But content, this is not a new problem on the web, we have CMSs, we have remote data. We should be able to solve this at the astral level. So one of the things we're exploring this year, early RFC but still something we're actively working on, is the idea of a more powerful content layer. Basically, Gatsby the good parts. Can we get this idea of a unified content layer that isn't just about Markdown, but it's actually about wherever your data lives, remote, local, pull it all into a unified data layer that then you can build on top of reliably, consistently, and with well-documented APIs. So support the same stuff. Backwards compatibility matters a lot. This idea of, if you just want to use a folder of Markdown, great. Or MDX, fantastic. We'll give you helpers to work with that. If maybe you want local content, but you want to break out of this rigid folder structure, you want all your entries in one data file, like a big JSON array, great, you can do that too. You want to write something totally custom, so you want to provide just an inlined array of data, you want to go and make a fetch call to some remote API, that's awesome, you can do that as well. Whatever you want to do, custom loaders.
And what we're most excited about is this idea of making this pluggable. So, you can write your own custom loader, you can package that up, and you can ship that to NPM. Now, anything can be pluggable, anyone can consume that. You can have your CMS like Storyblok. You can have Instagram, Twitter, whatever you want to load content from, pulling this together in a composable way, into a single unified content layer. So there's plenty more on this API, this is just kind of a sneak peek at what I think is most exciting about it. It's pluggable, remote, local, whatever your data looks like, you can pull it into this content layer.
One thing that I don't have time to mention, but also very cool, I mentioned scale. Using a real database this time, not just a giant in-memory blob, but actually embedding SQLite into Astro itself to power this will help us scale to tens of thousands, hundreds of thousands, however much content you have. SQLite's a really, really dependable database, and it runs embedded inside of Astro, so no Docker containers to spin up.

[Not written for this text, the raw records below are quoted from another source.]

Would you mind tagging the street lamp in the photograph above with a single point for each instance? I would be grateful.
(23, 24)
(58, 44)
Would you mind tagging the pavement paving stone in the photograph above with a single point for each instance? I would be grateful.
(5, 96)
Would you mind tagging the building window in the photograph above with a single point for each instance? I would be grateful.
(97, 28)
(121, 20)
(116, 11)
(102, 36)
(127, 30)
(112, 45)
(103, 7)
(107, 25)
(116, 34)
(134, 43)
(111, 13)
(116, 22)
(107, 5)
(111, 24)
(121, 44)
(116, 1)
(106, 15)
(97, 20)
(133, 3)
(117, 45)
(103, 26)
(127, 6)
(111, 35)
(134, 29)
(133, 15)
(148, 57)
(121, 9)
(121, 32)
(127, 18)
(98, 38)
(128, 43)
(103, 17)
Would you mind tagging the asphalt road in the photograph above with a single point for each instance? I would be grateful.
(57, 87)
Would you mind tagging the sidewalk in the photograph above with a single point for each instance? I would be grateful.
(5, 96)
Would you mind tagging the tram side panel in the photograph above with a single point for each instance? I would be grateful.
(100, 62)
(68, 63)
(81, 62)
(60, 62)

Really cool technology that we're exploring here. It's still Stage 1, it's an early RFC, but this is what we're actively working on this year.
Alright, last. This is one we haven't talked much about at all yet, so you all are kind of seeing this for the first time. What are we doing about island architecture? What's the next play there? Again, I mentioned this idea of islands of interactivity. This is a really helpful illustration from the Deno team, this idea of static HTML, islands of interactivity. This was our original front-end architecture, it's optimized for content sites, when most of that content is just, you know, not about user apps and big, complex state.